3XMM J004232.1+411314

Observation data Epoch J2000.0 Equinox ICRS
- Constellation: Andromeda
- Right ascension: 00^{h} 42^{m} 32.072^{s}
- Declination: +41° 13′ 14.33″

Characteristics
- Variable type: Low-mass X-ray binary

Orbit
- Period (P): 4.15 hr
- Semi-major axis (a): 0.6 light seconds
- Inclination (i): 60–80°

Details

Neutron star
- Mass: 1.5 M_{☉}
- Rotation: 3s

Main-sequence star
- Mass: 0.2–0.3 M_{☉}

Database references
- SIMBAD: data

= 3XMM J004232.1+411314 =

Neutron star

3XMM J004232.1+411314 is a low-mass X-ray binary hosted in the galaxy M31. It is the most luminous source of hard X-rays in the Andromeda Galaxy. It is also the most luminous source known that shows dips in the X-ray light curve. The compact object in this system has been unambiguously identified as a neutron star with a spin period of 3 seconds.

==Identification of the source==
The Swift BAT all-sky survey detected hard X-rays (in the energy range 14-195 keV) in the direction of M31 and found that this emission was centered in a region 6 arcseconds away from the galaxy center. Using a subsequent NuSTAR observation, it was found that a single source was responsible for this emission, and optical HST images ruled out the presence of stars more massive than 3 solar masses in that direction.

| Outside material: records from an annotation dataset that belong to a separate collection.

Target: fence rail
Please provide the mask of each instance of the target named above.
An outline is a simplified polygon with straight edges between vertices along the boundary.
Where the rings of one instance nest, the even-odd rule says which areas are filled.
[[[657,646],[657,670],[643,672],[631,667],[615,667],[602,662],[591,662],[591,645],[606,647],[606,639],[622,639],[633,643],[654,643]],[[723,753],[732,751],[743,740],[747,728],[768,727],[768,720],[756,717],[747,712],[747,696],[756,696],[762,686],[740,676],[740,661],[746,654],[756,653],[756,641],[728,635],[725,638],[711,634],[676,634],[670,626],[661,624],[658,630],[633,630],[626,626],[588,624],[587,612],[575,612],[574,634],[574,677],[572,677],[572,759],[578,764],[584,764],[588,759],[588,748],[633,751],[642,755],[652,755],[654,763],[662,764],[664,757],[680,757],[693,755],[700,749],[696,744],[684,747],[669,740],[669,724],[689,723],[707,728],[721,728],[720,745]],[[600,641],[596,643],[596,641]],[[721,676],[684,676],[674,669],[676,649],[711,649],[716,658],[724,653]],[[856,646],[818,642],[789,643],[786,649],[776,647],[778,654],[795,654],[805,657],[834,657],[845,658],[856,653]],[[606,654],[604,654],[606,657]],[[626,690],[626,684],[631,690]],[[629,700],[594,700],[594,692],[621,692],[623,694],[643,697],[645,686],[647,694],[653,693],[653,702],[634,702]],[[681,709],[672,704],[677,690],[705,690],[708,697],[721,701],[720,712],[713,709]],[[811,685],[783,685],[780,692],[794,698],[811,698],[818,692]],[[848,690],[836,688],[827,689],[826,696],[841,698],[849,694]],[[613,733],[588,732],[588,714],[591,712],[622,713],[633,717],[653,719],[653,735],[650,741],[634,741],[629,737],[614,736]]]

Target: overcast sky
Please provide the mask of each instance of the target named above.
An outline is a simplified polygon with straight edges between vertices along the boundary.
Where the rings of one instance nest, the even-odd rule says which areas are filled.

The same source was earlier observed in soft X-rays by XMM-Newton, and was given the catalogue name 3XMM J004232.1+411314. By analysing archival data elaborated by the EXTraS project, this source showed dips (a short and linear decrease in the source luminosity, which subsequently returns to the original luminosity level) in some observations. As this behaviour is typical of X-ray binaries, then this source can be identified as a low-mass X-ray binary.

==System properties==
The orbit of this binary system has an inclination between 60° and 80° from our line of sight, since dips are observed only in this inclination range. The orbital period of the system is 4.01 hours, which is the same as the amount of time between two consecutive dips.
Like many other low-mass X-ray binaries, the luminosity of this source varies over time. Using XMM-Newton observations of the Andromeda Galaxy, this source luminosity stays in the range 0.8–2.8×10^38 erg/s in the 0.2-12 keV photon energy band. To date, this is the most luminous source that shows dips in its X-ray light curves.

The compact object of this system is a neutron star with a spin period of 3 seconds, and this is proved by the observation of a modulation with the same period in the X-ray luminosity.